🤖 AI Summary
To address the challenge of zero-shot skill transfer for high-precision haptic assembly across unseen workpieces, this paper proposes Force-Domain Diffusion—a novel approach that directly generates control commands in the 6D wrench space. Methodologically, it introduces the first diffusion-based paradigm with wrenches as outputs; designs a dynamic-system filter to bridge diffusion inference with real-time control frequency; and provides a practical deployment guideline for trading off inference speed against accuracy. Evaluated on unseen high-precision insertion tasks using only single-task demonstrations, the method achieves a 95.7% zero-shot transfer success rate—outperforming baseline methods by 9.15 percentage points.
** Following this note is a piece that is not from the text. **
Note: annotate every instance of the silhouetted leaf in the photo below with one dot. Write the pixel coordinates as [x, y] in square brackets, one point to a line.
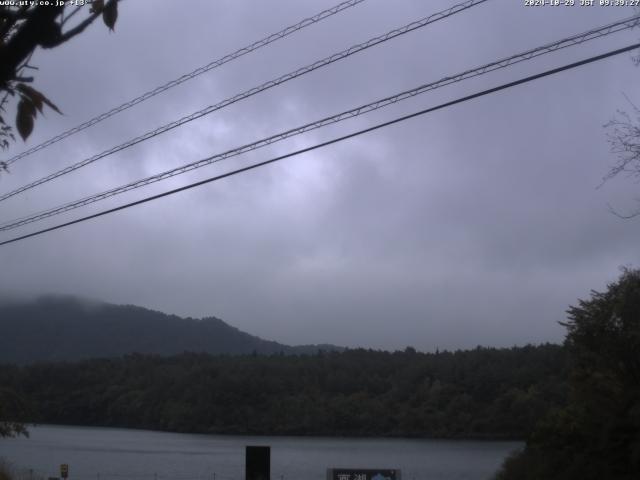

This demonstrates substantial improvements in generalization capability and engineering deployability for contact-rich robotic manipulation.
📝 Abstract
Assembly is a crucial skill for robots in both modern manufacturing and service robotics. However, mastering transferable insertion skills that can handle a variety of high-precision assembly tasks remains a significant challenge. This paper presents a novel framework that utilizes diffusion models to generate 6D wrench for high-precision tactile robotic insertion tasks. It learns from demonstrations performed on a single task and achieves a zero-shot transfer success rate of 95.7% across various novel high-precision tasks. Our method effectively inherits the self-adaptability demonstrated by our previous work. In this framework, we address the frequency misalignment between the diffusion policy and the real-time control loop with a dynamic system-based filter, significantly improving the task success rate by 9.15%. Furthermore, we provide a practical guideline regarding the trade-off between diffusion models' inference ability and speed.